La pandemia da Covid-19 è da considerarsi uno dei periodi più complicati della storia della Repubblica: tra ospedali mal forniti, contagi e morti continui, imprese che fallivano e cittadini disperati, l’Italia ha dovuto fronteggiare ingenti difficoltà come non se ne vedevano dal secondo dopoguerra. E se un certo grado di scusabilità per l’immediatezza di scelte così complicate poteva all’epoca dei fatti essere accettato, più passa il tempo, più vengono fuori nuove informazioni e più aumentano le responsabilità in capo ai membri del governo giallo-rosso, le cui sciattezza e negligenza frammiste a dilettantismo, impreparazione e disistima, hanno provocato danni maggiori di quanti avrebbero dovuto normalmente aversi.
A riportare in auge la questione pandemia è un’inchiesta del quotidiano La Verità, che pubblica un’informativa dei carabinieri di Bergamo dalla quale, pur essendo estrapolata da un’altra inchiesta sulla gestione dei migranti, emergono importanti informazioni sulle primissime ore della pandemia, in particolare su quel periodo tra la metà di febbraio e il 9 marzo, inizio del lockdown, in cui si era capito che il Covid non era uno scherzo, ma a Palazzo Chigi si glissava l’argomento.
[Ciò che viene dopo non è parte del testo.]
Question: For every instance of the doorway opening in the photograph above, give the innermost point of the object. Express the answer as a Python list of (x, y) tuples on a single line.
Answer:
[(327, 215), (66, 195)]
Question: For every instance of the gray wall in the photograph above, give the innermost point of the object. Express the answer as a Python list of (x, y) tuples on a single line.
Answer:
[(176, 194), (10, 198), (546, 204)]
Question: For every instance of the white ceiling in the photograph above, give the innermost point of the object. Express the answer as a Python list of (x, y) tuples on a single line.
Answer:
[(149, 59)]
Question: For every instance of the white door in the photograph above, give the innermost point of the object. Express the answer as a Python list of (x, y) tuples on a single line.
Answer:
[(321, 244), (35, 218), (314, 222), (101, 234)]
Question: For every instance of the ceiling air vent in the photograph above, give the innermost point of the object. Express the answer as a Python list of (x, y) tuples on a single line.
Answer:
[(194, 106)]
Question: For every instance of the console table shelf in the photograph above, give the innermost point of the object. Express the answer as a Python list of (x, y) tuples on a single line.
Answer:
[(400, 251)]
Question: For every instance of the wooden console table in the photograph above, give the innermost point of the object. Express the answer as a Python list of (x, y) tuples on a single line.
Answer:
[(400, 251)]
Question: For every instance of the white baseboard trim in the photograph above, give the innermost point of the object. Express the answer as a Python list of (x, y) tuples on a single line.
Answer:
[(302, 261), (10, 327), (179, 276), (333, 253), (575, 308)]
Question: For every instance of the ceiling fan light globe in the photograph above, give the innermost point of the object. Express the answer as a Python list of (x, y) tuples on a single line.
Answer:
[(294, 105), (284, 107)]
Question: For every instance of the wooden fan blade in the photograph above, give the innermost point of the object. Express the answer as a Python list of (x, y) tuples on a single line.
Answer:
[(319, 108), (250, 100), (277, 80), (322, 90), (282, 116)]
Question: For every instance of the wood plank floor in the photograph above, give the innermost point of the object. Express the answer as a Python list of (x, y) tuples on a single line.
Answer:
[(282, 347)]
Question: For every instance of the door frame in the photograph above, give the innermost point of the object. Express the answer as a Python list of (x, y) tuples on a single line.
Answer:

Protagonista della vicenda il sindaco dem di Bergamo Giorgio Gori, dalle cui telefonate intercettate dagli inquirenti emergono importanti informazioni: Gori, come tutto il mondo dem, era preoccupato per una possibile chiusura totale, era contrario e spaventato per le intenzioni della Regione Lombardia a guida Attilio Fontana, che propendeva per la linea dura. Era fine febbraio, il bergamasco appariva come la zona più colpita e più i giorni passavano, più i casi aumentavano. Ma per Gori era “eccessivo” fermare tutto “per un solo caso di contagio”. Contrarietà a una eventuale zona rossa per Bergamo arrivavano anche da esponenti del governo: il 26 febbraio Antonio Misiani, viceministro dell’Economia, riteneva inutile la chiusura anticipata delle attività alle 18, mentre il 3 marzo rassicurava Gori sul fatto che il ministro Speranza non voleva inserire Bergamo nella zona rossa. Intanto, sono interessanti le conversazioni tra il sindaco e suo fratello Andrea, medico, che parlava di pressioni del governo su Fontana per riaprire le attività e, in un secondo momento, raccontava che l’unico ad aver recepito la gravità della situazione fosse il leghista stesso, senza però trovare ascolto a Roma. Il 6 marzo la débâcle di Gori stesso, che ammetteva al sindaco di Milano Giuseppe Sala che ormai una zona rossa a Bergamo sarebbe stata inutile, essendosi il virus già pienamente diffuso. La svolta l’8 marzo: secondo il presidente della Fondazione Fiera Milano Enrico Pazzali, solo dopo l’attenzione del presidente della Repubblica per i dati allarmanti comunicati da Fontana, Conte si sarebbe mosso per misure più restrittive.
Insomma, si aggrava la posizione del governo giallo-rosso, che sapeva ma non ha agito. Circoscrivere le zone maggiormente interessate dal contagio poteva essenzialmente essere la svolta, per salvare tantissime vite ed evitare chiusure peggiori, come il lockdown totale: le differenti entità del contagio nelle varie zone d’Italia in quei giorni richiedevano misure più efficaci a livello territoriale, come una divisione a fasce che si è avuta solo un anno dopo. Intanto, con gli ospedali già in tilt, mascherine che mancavano e posti in terapia intensiva di numero ignoto, il governo Conte, pure sotto le spinte della Regione Lombardia, ha scelto la strada del far finta di nulla, lasciando Bergamo e la Val di Susa alla deriva. Salvo poi pentirsene, ricorrendo a misure estreme in tutta la Nazione che, alla fine dei conti, neppure occorrevano, se non a ridurre alla canna del gas milioni di italiani in attesa di cassa integrazione. Altro che “modello Italia”!